A recent interview with Hampshire deputy chief constable, Maggie Blyth, who is now the national lead for violence against women and girls for the National Police Chiefs’ Council, is revealing in this context. She said the concept of a “few bad apples” is wrong and that policing, like other jobs with access to power, could attract people who wanted to “use their power in a corrupt and criminal way.”

She added: “There will be some attracted into working in policing because of the powers that it offers them, the powers to exert and coerce other people, particularly vulnerable individuals. I think we shouldn’t be naive to that.”

Obviously, not every police officer abuses their power, but too many do. And racial discrimination in the way the police exercise their power has been a statistically verifiable fact for far too long. The use of stop and search continues to increase: by some estimates, black people are nine times more likely to be victims.

How many of those are children? Look to Hackney again. According to the child safeguarding review, in 2020/21 in the central east basic command unit of the Met (which covers Hackney), 25 children under the age of 18 were strip-searched (or “further searched”) to use Met police terminology). Most of the searches (88%) were negative. And only two of the children searched were white.

The Hackney schoolgirl was failed in so many ways. The police abused her and no teacher thought to contact her parents, to ask the girl afterwards how she was: certainly they don’t seem to have grasped the gravity of this awful situation.
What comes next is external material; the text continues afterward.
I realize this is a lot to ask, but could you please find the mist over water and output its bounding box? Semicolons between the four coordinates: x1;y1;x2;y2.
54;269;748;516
That’s dispiriting in itself, but the most dispiriting thing about all of this is that, after decades of marching, demonstrating, campaigning, police practice is as bad as ever – and now the government is changing the law to make it even harder to march and campaign, to highlight these injustices.

The conclusion to be drawn is stark: black schoolgirls are not safe from police abuse, even at school, supposedly a place of safety. What kind of society tolerates this?